Sci Rep. 2019 Nov 4;9(1):15938. doi: 10.1038/s41598-019-52434-9.
Recent research using high-density electromyography (HDEMG) has provided a more precise understanding of the behaviour of the paraspinal muscles in people with low back pain (LBP); but so far, HDEMG has not been used to investigate the flexion relaxation phenomenon (FRP). To evaluate this, HDEMG signals were detected with grids of electrodes (13 × 5) placed bilaterally over the lumbar paraspinal muscles in individuals with and without LBP as they performed repetitions of full trunk flexion. The root mean square of the HDEMG signals was computed to generate the average normalized amplitude; and the spatial FRP onset was determined and expressed as percentage of trunk flexion. Smoothing spline analysis of variance models and the contrast cycle difference approach using the Bayesian interpretation were used to determine statistical inference. All pain-free controls and 64.3% of the individuals with LBP exhibited the FRP. Individuals with LBP and the FRP exhibited a delay of its onset compared to pain-free controls (significant mean difference of 13.3% of trunk flexion). They also showed reduced normalized amplitude compared to those without the FRP, but still greater than pain-free controls (significant mean difference of 27.4% and 11.6% respectively). This study provides novel insights into changes in lumbar muscle behavior in individuals with LBP.

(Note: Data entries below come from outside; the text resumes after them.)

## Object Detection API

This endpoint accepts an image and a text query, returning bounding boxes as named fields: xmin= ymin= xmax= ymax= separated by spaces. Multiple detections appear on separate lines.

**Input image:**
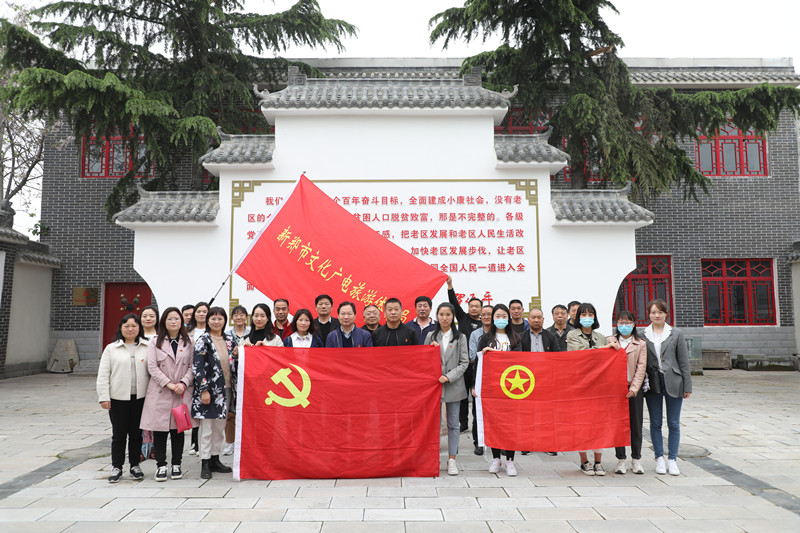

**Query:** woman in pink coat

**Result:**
xmin=141 ymin=307 xmax=194 ymax=481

最近的研究使用高密度肌电图(HDEMG)提供了对腰痛(LBP)患者脊柱旁肌肉行为的更精确理解;但到目前为止,HDEMG 尚未用于研究屈肌松弛现象(FRP)。为了评估这一点,在进行全脊柱屈曲重复时,使用放置在双侧腰椎脊柱旁肌肉上的电极网格(13×5)检测 HDEMG 信号。计算 HDEMG 信号的均方根以生成平均归一化幅度;并确定空间 FRP 起始并表示为脊柱屈曲的百分比。使用贝叶斯解释的平滑样条方差模型和对比循环差异方法来确定统计推断。所有无疼痛的对照组和 64.3%的腰痛患者均表现出 FRP。与无疼痛对照组相比,腰痛患者和 FRP 的 FRP 起始延迟(脊柱屈曲的 13.3%的显著平均差异)。与无 FRP 的患者相比,他们的归一化幅度也降低了,但仍高于无疼痛对照组(分别为 27.4%和 11.6%的显著平均差异)。这项研究为腰痛患者腰椎肌肉行为的变化提供了新的见解。